Fast food workers strike work in New York, demand better wages

30 Nov 2012

Last week it was Wal Mart, this week it is McDonald's Wendy's, Burger King, Taco Bell and KFC as hundreds of employees in the US abandoned their jobs demanding better wages and the right to form a union. Demanding $15 an hour in pay, and the right to form a union fast food workers today struck work to fight against the "poverty wages" they are being paid.

Los Angeles Times quoted Jonathan Westin, organising director of New York Communities for Change, which helped to organise the strike, as saying that most workers were being paid minimum wage they could not afford, they could not put food on the table and many people relied on public assistance to subsidise their wages.

According to Westin, the first walkout began at a McDonald's on Madison Avenue at 6:30 am, with 14 workers refusing to enter the building – the majority of the morning shift, and Westin said, protests were now moving to downtown Brooklyn, the Penn Station area, and Times Square.

Organising service workers was often difficult due to the changing nature of their shifts and it was even more difficult to organise low-wage workers in a bad economy, as people were afraid they would not be able to find a new job.
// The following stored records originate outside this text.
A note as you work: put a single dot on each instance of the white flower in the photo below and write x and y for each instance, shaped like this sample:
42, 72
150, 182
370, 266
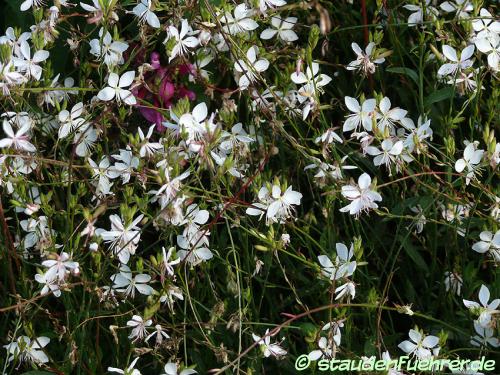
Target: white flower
127, 284
182, 42
130, 370
453, 282
251, 68
328, 137
100, 11
387, 117
472, 157
326, 349
18, 140
138, 327
171, 369
343, 266
460, 7
26, 4
145, 14
486, 25
389, 154
107, 49
102, 174
160, 335
361, 196
416, 137
489, 243
490, 45
196, 125
282, 28
241, 22
170, 190
28, 350
277, 205
420, 346
27, 64
264, 4
117, 88
456, 65
269, 349
9, 77
312, 81
349, 288
281, 207
123, 239
49, 285
485, 336
420, 218
365, 61
193, 251
486, 309
85, 138
387, 358
362, 114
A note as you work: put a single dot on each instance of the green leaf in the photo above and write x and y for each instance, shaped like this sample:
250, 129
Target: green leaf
415, 256
439, 96
405, 71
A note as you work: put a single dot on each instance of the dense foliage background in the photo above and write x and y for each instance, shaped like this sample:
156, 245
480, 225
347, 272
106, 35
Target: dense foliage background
248, 262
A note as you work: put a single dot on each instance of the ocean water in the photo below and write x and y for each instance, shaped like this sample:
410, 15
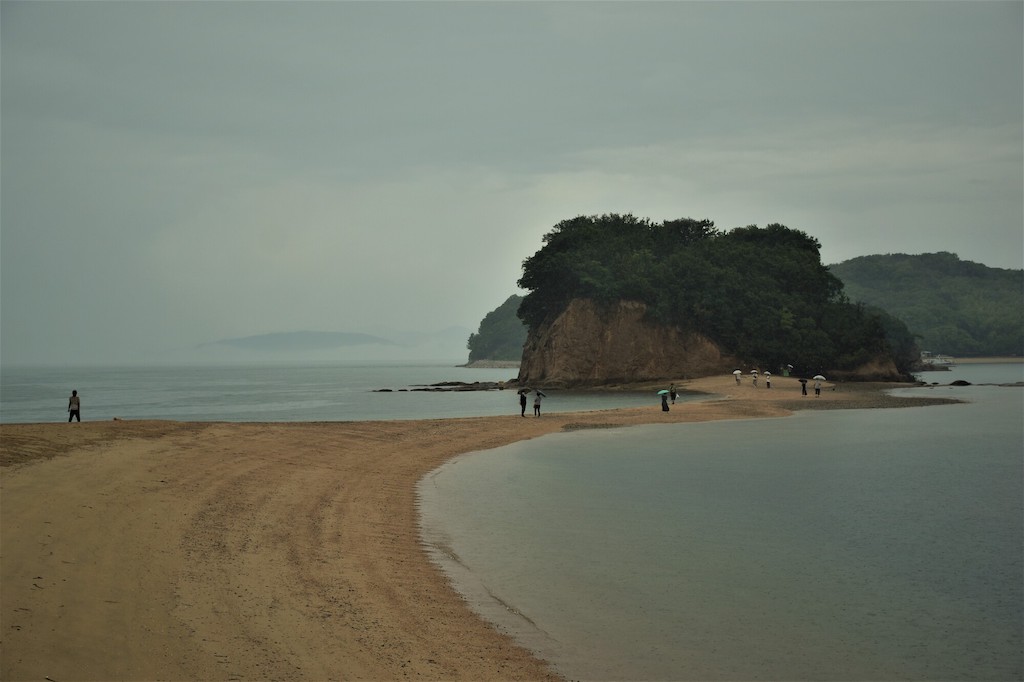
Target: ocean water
839, 545
267, 393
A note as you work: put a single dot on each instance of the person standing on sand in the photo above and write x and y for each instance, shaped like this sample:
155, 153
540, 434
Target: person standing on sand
74, 408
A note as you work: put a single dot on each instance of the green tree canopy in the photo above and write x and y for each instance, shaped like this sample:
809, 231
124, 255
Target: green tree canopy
955, 306
501, 335
760, 293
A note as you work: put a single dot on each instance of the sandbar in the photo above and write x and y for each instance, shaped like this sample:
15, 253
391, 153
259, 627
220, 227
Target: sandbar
166, 550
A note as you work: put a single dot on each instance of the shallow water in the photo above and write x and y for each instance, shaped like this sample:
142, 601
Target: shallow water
849, 545
285, 393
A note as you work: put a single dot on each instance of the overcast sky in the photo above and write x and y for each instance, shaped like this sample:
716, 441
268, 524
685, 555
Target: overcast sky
177, 173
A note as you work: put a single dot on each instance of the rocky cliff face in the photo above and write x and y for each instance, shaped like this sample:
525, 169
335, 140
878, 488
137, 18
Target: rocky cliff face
588, 346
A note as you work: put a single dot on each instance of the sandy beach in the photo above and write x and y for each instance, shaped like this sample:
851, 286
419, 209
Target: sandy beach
287, 551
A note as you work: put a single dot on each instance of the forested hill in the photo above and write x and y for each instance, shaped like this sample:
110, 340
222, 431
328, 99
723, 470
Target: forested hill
957, 307
761, 294
501, 335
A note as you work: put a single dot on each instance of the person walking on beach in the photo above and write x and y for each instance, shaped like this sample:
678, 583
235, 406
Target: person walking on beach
74, 408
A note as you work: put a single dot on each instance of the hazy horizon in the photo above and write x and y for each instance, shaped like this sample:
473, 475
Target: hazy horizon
178, 173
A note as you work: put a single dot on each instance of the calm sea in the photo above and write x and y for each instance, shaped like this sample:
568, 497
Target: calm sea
840, 545
286, 393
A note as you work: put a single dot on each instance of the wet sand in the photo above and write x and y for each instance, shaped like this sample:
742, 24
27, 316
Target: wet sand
286, 551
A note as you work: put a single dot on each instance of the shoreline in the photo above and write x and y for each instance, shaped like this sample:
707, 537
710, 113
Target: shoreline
291, 551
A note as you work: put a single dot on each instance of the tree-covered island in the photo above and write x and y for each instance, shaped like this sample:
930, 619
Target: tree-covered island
761, 295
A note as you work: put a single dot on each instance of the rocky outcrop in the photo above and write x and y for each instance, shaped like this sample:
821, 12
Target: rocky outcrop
587, 345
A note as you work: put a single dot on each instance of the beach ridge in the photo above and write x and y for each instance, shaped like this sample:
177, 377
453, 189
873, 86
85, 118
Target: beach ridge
290, 551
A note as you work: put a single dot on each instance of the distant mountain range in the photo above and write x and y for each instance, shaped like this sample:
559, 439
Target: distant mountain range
385, 346
302, 341
954, 306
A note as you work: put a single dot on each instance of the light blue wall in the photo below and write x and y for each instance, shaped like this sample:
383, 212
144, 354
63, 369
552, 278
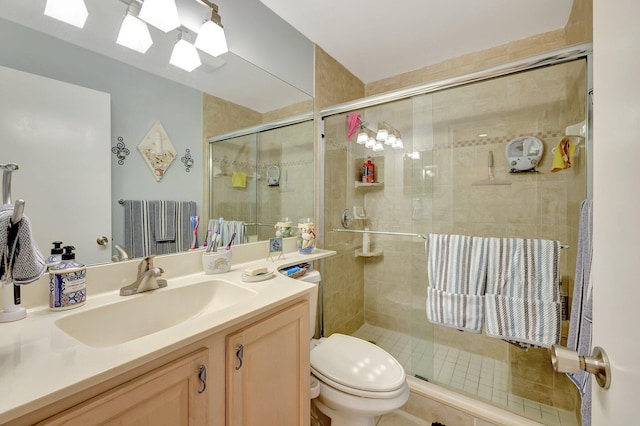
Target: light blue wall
138, 100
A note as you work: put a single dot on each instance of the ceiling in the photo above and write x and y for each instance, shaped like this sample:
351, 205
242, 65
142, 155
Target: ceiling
376, 39
228, 76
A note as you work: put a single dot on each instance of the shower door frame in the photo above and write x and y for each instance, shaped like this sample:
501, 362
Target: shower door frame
554, 57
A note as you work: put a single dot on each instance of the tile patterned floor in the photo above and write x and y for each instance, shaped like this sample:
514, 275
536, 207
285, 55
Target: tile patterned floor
474, 374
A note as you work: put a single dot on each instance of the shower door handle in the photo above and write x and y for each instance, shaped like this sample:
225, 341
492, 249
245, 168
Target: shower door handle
566, 360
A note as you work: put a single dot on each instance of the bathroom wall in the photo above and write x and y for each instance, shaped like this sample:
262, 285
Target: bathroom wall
579, 29
343, 278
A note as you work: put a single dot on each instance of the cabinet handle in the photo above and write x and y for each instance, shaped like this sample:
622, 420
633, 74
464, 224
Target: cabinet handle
239, 354
202, 375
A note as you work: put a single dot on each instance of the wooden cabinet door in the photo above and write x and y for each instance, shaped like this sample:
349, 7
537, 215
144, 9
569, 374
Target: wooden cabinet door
268, 371
171, 395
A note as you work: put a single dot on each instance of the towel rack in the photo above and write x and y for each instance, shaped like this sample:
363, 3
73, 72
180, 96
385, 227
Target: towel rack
403, 234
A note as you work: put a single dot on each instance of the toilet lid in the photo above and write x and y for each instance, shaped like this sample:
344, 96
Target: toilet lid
357, 364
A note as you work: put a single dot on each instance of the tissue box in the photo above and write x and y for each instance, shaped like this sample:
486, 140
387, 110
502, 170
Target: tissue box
216, 262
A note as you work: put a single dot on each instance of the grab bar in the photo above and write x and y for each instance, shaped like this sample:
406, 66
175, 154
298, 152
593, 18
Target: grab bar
403, 234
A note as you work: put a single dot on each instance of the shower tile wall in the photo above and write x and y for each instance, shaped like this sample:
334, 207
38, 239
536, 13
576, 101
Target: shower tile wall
541, 205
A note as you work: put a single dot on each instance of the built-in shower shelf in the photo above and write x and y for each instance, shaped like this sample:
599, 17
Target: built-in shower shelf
372, 253
369, 185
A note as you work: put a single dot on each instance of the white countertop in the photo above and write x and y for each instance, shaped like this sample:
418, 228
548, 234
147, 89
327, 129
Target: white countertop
40, 364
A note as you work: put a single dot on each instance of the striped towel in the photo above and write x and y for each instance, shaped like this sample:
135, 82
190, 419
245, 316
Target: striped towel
24, 262
456, 266
140, 227
523, 291
165, 220
581, 321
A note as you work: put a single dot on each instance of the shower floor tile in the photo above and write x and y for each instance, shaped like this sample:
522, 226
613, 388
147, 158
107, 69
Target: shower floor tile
484, 377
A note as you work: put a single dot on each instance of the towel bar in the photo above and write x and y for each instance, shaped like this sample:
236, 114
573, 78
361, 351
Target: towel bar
565, 360
403, 234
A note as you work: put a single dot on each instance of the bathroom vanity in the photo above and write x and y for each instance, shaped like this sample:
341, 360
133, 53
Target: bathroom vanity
240, 357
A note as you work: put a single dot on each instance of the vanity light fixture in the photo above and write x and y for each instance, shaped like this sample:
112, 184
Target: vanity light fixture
184, 53
398, 144
134, 33
383, 132
391, 139
362, 137
162, 14
211, 38
73, 12
370, 143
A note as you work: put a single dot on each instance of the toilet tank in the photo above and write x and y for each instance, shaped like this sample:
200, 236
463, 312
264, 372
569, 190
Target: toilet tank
312, 277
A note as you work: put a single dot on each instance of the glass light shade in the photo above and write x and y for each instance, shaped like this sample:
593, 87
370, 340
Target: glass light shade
398, 144
185, 56
382, 134
370, 143
390, 139
211, 39
134, 34
73, 12
162, 14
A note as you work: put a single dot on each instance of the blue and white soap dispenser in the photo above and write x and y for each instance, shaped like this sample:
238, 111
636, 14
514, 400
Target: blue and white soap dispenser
67, 282
56, 255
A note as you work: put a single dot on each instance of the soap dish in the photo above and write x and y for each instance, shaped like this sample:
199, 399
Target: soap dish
255, 278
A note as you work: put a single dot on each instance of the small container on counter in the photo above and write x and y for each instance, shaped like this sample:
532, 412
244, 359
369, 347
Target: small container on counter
216, 262
67, 282
306, 235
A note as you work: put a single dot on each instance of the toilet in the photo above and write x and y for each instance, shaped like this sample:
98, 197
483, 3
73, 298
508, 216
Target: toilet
352, 380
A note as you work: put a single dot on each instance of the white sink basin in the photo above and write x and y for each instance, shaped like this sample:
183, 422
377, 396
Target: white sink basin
136, 316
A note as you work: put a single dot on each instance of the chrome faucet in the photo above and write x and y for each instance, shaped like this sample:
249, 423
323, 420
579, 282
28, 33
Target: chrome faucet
147, 278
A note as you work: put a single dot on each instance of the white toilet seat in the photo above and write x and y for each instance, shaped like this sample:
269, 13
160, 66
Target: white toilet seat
354, 391
357, 367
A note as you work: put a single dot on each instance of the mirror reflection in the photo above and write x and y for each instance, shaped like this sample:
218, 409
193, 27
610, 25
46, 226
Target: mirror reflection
263, 177
136, 101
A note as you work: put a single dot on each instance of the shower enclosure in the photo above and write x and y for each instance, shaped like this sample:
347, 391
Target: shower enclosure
430, 185
263, 174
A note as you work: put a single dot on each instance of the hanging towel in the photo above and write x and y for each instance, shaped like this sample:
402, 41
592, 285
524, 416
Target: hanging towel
523, 291
563, 155
164, 220
456, 267
581, 320
353, 123
24, 260
140, 228
238, 180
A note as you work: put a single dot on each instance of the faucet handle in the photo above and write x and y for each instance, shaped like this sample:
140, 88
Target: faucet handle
145, 265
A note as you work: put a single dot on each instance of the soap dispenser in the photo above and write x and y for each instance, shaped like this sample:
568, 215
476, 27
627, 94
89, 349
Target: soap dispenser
67, 282
56, 255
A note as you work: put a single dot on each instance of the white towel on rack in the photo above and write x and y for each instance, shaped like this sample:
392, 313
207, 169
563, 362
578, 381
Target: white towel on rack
581, 320
523, 291
28, 263
456, 267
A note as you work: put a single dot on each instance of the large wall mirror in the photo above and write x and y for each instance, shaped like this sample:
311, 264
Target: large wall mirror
256, 82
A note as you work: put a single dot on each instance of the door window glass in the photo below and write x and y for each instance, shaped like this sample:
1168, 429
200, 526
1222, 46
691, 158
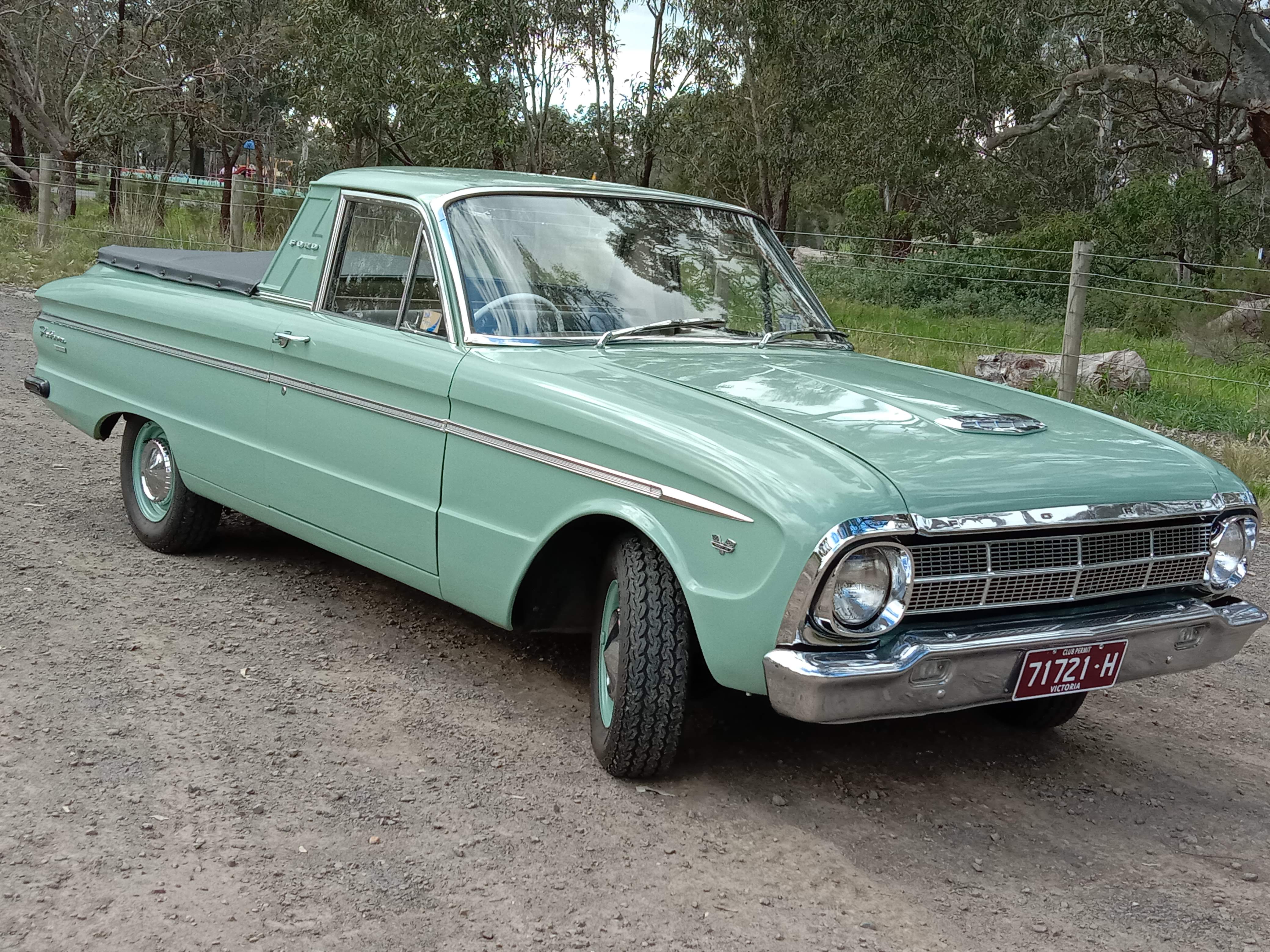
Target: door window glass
423, 310
374, 263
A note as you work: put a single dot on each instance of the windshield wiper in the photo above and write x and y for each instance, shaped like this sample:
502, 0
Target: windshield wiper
782, 334
712, 323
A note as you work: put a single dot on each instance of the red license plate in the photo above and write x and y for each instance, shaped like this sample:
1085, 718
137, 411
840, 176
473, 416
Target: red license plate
1066, 671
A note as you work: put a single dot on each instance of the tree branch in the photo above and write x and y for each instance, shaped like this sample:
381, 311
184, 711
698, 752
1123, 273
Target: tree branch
1123, 73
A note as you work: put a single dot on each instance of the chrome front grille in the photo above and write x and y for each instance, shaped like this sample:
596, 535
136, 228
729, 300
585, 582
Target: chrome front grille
1047, 569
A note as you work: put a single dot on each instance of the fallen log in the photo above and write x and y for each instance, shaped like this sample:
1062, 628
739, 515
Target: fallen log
1112, 370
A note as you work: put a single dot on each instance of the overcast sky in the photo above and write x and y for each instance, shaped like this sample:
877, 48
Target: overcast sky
634, 36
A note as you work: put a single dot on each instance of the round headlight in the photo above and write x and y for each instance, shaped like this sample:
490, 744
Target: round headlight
1228, 553
867, 592
860, 587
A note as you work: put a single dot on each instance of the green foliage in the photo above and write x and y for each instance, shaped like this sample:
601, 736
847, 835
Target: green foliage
1183, 393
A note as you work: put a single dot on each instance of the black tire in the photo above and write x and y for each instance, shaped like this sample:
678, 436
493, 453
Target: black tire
648, 685
1039, 714
190, 521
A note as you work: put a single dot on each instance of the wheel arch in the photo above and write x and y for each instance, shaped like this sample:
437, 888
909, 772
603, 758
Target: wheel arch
559, 590
106, 426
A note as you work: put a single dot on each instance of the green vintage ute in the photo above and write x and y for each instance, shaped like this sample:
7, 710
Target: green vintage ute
571, 406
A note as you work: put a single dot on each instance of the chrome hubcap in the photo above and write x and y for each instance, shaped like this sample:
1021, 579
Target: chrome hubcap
155, 471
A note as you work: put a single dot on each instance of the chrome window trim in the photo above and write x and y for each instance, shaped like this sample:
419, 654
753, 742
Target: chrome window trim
425, 234
441, 204
284, 300
561, 461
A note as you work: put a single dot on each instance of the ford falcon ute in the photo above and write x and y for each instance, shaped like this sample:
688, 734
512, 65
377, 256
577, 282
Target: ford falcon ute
582, 407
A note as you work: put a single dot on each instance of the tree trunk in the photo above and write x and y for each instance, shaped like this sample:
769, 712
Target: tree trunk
20, 189
259, 191
116, 172
67, 185
782, 212
227, 185
169, 164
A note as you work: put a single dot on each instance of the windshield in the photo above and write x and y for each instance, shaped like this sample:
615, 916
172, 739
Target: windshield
577, 267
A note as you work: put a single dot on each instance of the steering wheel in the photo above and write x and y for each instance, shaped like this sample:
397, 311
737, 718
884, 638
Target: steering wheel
505, 326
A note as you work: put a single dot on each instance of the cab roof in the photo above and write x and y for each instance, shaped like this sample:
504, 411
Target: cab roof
430, 185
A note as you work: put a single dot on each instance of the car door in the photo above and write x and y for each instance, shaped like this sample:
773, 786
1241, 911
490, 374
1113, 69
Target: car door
360, 388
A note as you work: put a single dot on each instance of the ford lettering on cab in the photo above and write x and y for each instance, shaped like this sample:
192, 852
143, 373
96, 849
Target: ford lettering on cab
583, 407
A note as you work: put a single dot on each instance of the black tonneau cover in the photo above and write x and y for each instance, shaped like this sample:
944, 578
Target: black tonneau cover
224, 271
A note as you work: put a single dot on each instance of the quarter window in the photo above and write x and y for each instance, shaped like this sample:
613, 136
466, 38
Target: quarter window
378, 244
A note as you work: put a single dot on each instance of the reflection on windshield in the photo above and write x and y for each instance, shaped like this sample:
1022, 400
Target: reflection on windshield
568, 267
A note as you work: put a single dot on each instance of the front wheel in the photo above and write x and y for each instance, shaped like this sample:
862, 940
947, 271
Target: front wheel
639, 662
164, 513
1039, 714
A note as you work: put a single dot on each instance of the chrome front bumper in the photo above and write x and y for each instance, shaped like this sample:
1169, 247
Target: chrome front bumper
943, 668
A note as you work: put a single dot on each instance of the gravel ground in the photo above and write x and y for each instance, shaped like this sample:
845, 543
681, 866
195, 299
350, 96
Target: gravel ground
267, 747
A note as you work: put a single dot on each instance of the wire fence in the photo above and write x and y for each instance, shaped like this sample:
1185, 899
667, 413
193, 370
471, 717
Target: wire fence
914, 257
1005, 348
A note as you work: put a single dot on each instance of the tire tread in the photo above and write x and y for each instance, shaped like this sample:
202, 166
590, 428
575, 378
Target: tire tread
658, 630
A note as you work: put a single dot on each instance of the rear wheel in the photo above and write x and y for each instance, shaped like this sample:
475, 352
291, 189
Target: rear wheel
1039, 714
639, 662
164, 513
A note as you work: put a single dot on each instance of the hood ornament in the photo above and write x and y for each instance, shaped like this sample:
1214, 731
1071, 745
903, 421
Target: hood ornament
992, 423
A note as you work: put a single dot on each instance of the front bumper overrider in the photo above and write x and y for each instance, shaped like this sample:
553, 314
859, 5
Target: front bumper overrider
934, 668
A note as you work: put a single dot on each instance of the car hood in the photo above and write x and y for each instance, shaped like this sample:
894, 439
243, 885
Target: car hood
884, 413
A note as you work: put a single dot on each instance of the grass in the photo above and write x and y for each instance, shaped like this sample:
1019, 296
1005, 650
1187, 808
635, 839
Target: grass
192, 220
1181, 397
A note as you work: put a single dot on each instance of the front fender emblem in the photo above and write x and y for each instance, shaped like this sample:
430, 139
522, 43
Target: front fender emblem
726, 546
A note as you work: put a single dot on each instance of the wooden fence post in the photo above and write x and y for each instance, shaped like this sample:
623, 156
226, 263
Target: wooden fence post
238, 207
1077, 287
45, 197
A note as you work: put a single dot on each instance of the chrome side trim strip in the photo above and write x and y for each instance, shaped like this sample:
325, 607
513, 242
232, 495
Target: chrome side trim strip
593, 471
1090, 514
339, 397
162, 348
284, 300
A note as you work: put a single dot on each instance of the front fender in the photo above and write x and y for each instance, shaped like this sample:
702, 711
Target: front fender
499, 510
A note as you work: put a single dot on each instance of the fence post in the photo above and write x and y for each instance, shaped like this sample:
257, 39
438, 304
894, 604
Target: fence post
1077, 286
238, 206
45, 197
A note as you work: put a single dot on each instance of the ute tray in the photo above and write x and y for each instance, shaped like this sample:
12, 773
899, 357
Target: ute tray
221, 271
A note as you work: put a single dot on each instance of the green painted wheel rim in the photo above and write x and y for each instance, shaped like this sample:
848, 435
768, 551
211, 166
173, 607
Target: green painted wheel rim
610, 649
154, 474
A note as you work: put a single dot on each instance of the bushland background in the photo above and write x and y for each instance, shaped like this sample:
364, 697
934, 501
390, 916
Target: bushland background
940, 158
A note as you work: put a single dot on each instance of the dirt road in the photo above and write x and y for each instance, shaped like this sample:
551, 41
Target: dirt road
266, 747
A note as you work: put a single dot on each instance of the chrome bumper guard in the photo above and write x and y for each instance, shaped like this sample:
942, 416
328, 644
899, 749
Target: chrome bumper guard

However, Westin said his group had been talking to workers through the summer and interest grew following Wal-Mart workers walking off the job last week followed by workers at the ports of Los Angeles and Long Beach.

The actions followed a relatively quiet period on the labour front, broken by the Chicago teacher's strike earlier this year and a strike by employees of Hostess Brands that the company said was responsible for driving it out of business.